この記事をまとめると
■ホンダはなぜ高性能車にもFFを採用するのかについて考察する
■ホンダは「マンマキシマム・メカニズムミニマム」を重視している
■FFを突き詰めた究極の姿をタイプRに見ることができる
FFは「マンマキシマム・メカニズムミニマム」の構想にうってつけ
ホンダのクルマづくりは、シビック誕生のころから、「マンマキシマム・メカニズムミニマム」であることを重視している。そこから、シビック・タイプRのような車種も、当然ながら標準車と同様の前輪駆動(FWD)になっている。
そもそも、2輪車(エンジン付き自転車の次にバイク)の製造から事業をはじめたホンダは、エンジンと変速機が一体の機構に親しんできた。その構想を基に4輪車を考えれば、フロントエンジン・フロントドライブ(FF)か、リヤエンジン・リヤドライブ(RR)のどちらかとなっていく。また空冷式のエンジンを使っていたこともあり、車体の前にエンジンを搭載したほうが冷却しやすいと考えたかもしれない。

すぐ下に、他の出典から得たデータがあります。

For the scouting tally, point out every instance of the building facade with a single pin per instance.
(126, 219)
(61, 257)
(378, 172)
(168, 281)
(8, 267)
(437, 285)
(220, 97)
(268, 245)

もちろん海外には、フォルクスワーゲンのタイプ1(通称ビートル)や、フィアット500のようなRRの例もある。だが、荷物もそれなりに詰める実用性を求めたら、FFが合理的だ。英国のミニや、ビートルの後継となるゴルフはFFだ。そしてそれは、マンマキシマム・メカニズムミニマムの構想にもうってつけである。
こうして、歴代ホンダ車はFWDを基本として車種を増やしてきた。